Défis et perspectives

  • Optimiser les modalités de la prise en charge anténatale : posologie, durée du traitement, critères de sélection des fœtus candidats.
  • Constituer des registres nationaux ou internationaux pour collecter les données et suivre les enfants exposés anténatalement à ce type de traitement sur le long terme.
  • Coordonner la prise en charge entre centres de référence pour partager l’expertise et diffuser des recommandations cliniques basées sur des preuves.
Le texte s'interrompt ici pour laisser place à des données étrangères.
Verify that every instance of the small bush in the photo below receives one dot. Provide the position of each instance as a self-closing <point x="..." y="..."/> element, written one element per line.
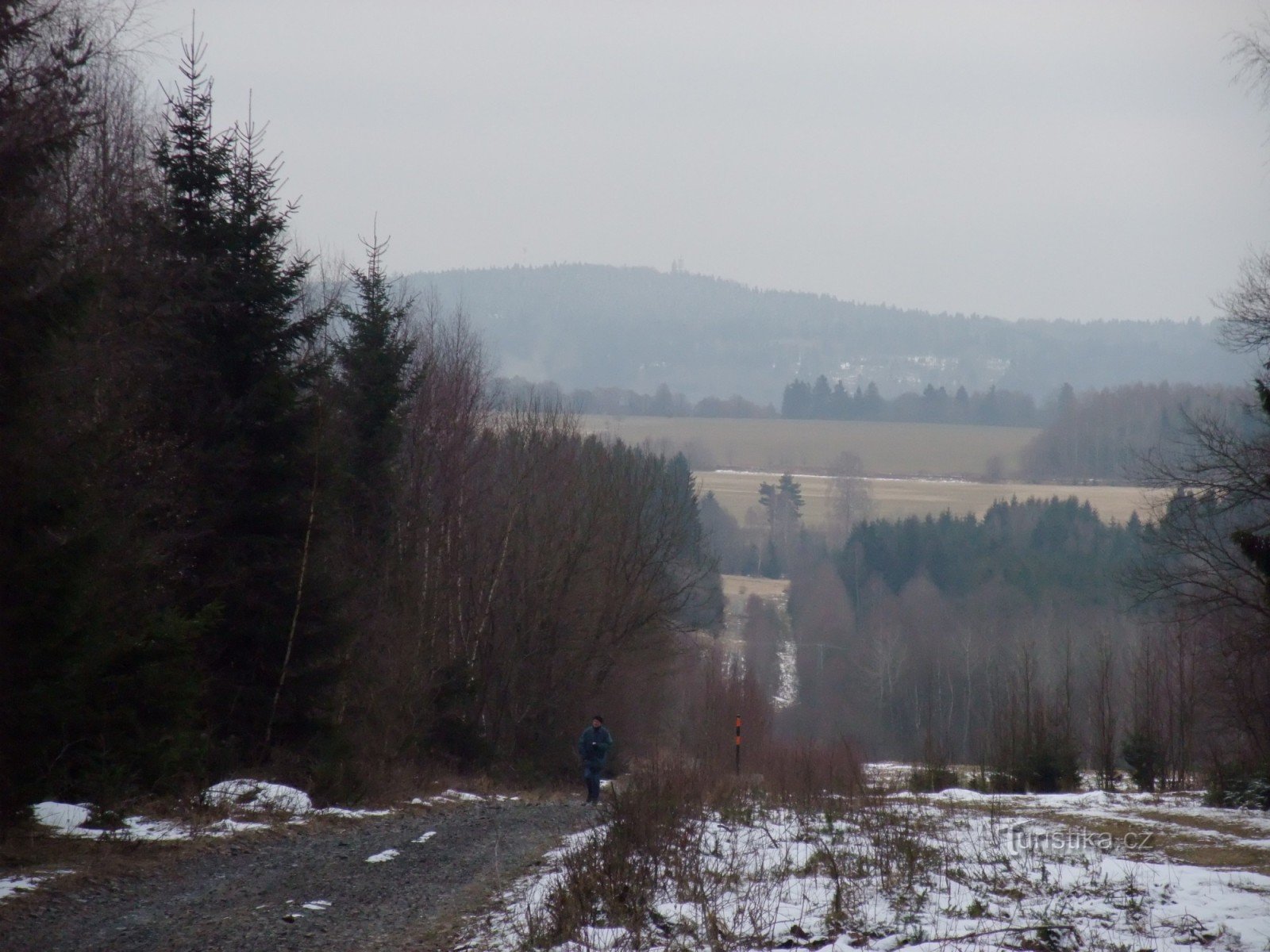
<point x="1240" y="786"/>
<point x="931" y="778"/>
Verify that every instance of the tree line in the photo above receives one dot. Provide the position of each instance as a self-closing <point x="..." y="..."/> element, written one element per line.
<point x="992" y="408"/>
<point x="260" y="511"/>
<point x="619" y="401"/>
<point x="1115" y="433"/>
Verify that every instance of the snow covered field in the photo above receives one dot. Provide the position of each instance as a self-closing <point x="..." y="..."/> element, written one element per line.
<point x="952" y="869"/>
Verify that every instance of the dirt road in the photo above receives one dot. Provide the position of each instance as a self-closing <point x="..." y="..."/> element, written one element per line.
<point x="306" y="888"/>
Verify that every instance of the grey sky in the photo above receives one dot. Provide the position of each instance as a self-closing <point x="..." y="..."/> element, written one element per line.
<point x="1020" y="159"/>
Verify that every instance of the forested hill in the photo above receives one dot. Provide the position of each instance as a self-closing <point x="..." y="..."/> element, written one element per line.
<point x="586" y="325"/>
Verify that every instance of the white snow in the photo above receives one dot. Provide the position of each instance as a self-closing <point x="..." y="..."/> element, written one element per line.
<point x="70" y="819"/>
<point x="452" y="797"/>
<point x="351" y="814"/>
<point x="63" y="818"/>
<point x="267" y="801"/>
<point x="258" y="795"/>
<point x="765" y="882"/>
<point x="13" y="885"/>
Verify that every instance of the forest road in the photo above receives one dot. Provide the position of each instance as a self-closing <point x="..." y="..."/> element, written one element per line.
<point x="310" y="889"/>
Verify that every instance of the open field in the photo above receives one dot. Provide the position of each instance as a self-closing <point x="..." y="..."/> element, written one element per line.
<point x="954" y="869"/>
<point x="810" y="446"/>
<point x="899" y="498"/>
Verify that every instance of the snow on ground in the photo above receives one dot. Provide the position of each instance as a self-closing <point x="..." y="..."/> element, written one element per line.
<point x="262" y="800"/>
<point x="948" y="871"/>
<point x="258" y="797"/>
<point x="13" y="885"/>
<point x="73" y="820"/>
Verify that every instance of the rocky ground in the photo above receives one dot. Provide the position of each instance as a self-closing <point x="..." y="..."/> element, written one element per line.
<point x="298" y="888"/>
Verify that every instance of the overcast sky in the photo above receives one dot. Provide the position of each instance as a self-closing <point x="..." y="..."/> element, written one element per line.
<point x="1076" y="160"/>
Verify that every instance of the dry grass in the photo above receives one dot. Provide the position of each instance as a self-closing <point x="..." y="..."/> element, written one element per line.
<point x="810" y="446"/>
<point x="897" y="499"/>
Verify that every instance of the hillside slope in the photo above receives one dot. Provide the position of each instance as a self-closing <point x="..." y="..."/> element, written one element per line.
<point x="596" y="325"/>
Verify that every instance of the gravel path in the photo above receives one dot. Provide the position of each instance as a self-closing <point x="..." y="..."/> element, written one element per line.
<point x="251" y="892"/>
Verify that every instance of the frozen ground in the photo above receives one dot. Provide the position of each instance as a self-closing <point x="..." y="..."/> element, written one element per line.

Éthique et consentement : la place des parents

L’équipe médicale insiste sur l’importance d’un dialogue transparent avec la famille. Le recours à un traitement expérimental en période prénatale soulève des questions éthiques majeures : information complète sur les risques et bénéfices, alternatives thérapeutiques, impact à long terme inconnu, et respect des volontés parentales. Dans ce cas, la décision a été prise en accord avec la famille, après plusieurs réunions d’explication et la prise en compte des facteurs cliniques défavorables.

Conclusion

Le cas d’Issa illustre une percée médicale rendue possible par la coopération de plusieurs centres spécialisés et par l’utilisation raisonnée d’un médicament déjà connu mais jamais employé anténatalement pour cette pathologie. Si les premiers résultats sont encourageants — une réduction de la masse tumorale, l’évitement d’une intubation néonatale et la sortie précoce du bébé à domicile — la communauté médicale appelle à la prudence. La généralisation de cette stratégie exige des données supplémentaires, un protocole standardisé et un suivi longitudinal des enfants traités.

Pour les parents et l’équipe soignante, ce succès reste avant tout une victoire humaine : un enfant né et qui sourit, entouré d’une prise en charge spécialisée et d’un espoir renouvelé pour d’autres familles confrontées à des anomalies vasculaires sévères. Reste à transformer cet espoir en recommandations claires, sûres et reproductibles pour l’avenir.